Date:

Correcting for Label Noise

Learning from Errors

Section 3.2 of Ilyas et al. (2019) shows that training a model on only adversarial errors leads to non-trivial generalization on the original test set. We show that these experiments are a specific case of learning from errors.

A Counterintuitive Result

We take a completely mislabeled training set (without modifying the inputs) and use it to train a model that generalizes to the original test set. We then show that this result, and the results of Ilyas et al. (2019), are a special case of model distillation.
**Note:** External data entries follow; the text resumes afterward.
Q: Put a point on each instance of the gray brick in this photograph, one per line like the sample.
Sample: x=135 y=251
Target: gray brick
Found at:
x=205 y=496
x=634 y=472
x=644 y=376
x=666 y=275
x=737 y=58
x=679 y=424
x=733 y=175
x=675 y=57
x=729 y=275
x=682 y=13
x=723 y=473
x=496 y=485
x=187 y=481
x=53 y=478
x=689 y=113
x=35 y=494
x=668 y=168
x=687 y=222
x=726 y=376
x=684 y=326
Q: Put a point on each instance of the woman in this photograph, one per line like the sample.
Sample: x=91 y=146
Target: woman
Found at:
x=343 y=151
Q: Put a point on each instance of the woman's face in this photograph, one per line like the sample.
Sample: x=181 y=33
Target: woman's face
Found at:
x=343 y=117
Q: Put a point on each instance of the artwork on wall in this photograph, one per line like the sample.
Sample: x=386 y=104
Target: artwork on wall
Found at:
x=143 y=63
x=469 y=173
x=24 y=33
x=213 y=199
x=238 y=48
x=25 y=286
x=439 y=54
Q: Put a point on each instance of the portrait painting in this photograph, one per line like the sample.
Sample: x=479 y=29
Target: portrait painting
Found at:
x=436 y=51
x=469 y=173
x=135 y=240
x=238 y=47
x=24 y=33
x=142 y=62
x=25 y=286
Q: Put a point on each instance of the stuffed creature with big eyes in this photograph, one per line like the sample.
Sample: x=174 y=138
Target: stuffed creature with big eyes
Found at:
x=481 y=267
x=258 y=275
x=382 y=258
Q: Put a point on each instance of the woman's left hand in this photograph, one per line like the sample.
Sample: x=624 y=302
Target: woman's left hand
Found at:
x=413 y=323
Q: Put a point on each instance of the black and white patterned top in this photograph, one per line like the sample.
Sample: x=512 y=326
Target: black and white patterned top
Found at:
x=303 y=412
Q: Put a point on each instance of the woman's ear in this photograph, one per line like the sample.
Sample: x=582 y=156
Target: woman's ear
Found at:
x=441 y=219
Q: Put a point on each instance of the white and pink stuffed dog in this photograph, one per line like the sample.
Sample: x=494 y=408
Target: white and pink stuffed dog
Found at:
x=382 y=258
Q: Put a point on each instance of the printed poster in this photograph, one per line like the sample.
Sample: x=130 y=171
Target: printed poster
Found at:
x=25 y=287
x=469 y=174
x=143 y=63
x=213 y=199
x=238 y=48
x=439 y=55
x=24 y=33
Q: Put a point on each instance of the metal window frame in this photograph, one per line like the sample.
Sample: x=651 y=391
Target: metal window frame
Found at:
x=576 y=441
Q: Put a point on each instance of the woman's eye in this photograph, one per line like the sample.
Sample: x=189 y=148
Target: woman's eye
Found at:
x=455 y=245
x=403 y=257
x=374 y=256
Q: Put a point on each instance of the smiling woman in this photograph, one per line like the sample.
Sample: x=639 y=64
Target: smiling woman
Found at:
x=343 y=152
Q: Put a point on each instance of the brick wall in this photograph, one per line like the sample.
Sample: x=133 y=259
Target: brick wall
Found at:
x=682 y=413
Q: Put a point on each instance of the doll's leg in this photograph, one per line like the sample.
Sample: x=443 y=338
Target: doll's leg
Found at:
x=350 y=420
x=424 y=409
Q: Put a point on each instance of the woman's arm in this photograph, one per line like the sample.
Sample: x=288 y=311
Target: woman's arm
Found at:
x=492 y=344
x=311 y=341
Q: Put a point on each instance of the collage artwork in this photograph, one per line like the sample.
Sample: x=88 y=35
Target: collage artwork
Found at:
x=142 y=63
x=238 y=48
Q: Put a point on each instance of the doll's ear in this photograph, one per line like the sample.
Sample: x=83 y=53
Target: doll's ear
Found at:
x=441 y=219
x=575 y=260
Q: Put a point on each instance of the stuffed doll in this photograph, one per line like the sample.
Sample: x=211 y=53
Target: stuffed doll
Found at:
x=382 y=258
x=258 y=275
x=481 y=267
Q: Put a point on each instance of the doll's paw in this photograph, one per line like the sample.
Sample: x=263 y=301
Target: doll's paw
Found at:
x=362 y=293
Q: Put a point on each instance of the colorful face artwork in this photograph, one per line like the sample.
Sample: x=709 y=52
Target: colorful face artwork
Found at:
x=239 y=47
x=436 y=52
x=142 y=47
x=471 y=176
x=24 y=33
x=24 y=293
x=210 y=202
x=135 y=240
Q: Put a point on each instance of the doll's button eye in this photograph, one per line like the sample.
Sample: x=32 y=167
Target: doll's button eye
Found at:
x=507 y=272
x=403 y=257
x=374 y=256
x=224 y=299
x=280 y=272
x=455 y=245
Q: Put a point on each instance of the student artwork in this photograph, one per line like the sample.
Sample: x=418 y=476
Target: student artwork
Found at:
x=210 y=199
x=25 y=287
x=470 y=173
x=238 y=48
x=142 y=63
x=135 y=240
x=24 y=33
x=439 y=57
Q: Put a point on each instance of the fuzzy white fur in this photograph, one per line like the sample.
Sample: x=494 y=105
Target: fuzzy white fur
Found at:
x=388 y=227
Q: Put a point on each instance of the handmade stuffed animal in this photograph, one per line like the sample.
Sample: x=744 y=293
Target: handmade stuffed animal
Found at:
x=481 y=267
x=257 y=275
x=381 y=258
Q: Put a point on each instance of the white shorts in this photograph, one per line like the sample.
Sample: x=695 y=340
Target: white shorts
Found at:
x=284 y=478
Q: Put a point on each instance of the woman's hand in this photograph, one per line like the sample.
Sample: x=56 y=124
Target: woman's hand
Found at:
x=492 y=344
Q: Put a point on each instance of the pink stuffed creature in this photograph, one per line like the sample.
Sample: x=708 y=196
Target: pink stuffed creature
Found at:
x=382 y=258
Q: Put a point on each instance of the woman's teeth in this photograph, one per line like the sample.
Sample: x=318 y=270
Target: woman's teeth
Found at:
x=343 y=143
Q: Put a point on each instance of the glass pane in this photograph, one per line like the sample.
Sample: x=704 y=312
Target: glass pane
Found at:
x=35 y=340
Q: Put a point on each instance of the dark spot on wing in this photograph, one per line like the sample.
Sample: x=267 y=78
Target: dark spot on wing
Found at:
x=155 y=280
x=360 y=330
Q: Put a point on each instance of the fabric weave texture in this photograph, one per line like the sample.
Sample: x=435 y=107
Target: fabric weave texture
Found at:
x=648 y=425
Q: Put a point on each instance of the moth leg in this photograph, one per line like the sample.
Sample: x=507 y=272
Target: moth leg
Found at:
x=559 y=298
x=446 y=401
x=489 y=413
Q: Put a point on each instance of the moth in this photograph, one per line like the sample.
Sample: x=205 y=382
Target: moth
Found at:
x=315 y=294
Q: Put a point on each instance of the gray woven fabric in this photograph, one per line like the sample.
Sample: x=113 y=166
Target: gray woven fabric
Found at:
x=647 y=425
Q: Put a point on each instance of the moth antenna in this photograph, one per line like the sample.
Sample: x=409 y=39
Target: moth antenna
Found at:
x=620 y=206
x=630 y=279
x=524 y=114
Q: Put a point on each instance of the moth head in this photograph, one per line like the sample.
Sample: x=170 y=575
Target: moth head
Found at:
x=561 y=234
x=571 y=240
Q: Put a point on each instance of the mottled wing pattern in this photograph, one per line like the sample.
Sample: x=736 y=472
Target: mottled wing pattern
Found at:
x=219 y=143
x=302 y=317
We begin with the following question: what if we took the images in the training set (without any adversarial perturbations) and mislabeled them? Since the inputs are unmodified and mislabeled, intuition says that a model trained on this dataset should not generalize to the correctly-labeled test set. Nevertheless, we show that this intuition fails – a model can generalize.

Two-dimensional Illustration of Model Distillation

We construct a dataset of adversarial examples using a two-dimensional binary classification problem. We generate 32 random two-dimensional data points in [0,1]^2 and assign each point a random binary label. We then train a small feed-forward neural network on these examples, predicting 32/32 of the examples correctly (panel (a) in the Figure below).

2

Next, we create adversarial examples for the original model using an l∞ ball of radius 0.12. In panel (a) of the Figure above, we display the ϵ-ball around each training point. In panel (b), we show the adversarial examples which cause the model to change its prediction (from correct to incorrect). We train a new feed-forward neural network on this dataset, resulting in the model in panel (c).

Conclusion

Our experiments show that a model can generalize from a mislabeled training set, even if the inputs are unmodified and the labels are incorrect. This is a special case of model distillation, where information about the original model is “leaked” into the mislabeled examples.

FAQs

Q: Why does this happen?
A: This phenomenon is a result of model distillation, where information about the original model is “leaked” into the mislabeled examples.

Q: Is this a problem?
A: No, this is not a problem. In fact, it shows that a model can generalize from a mislabeled training set, which can be useful in certain situations.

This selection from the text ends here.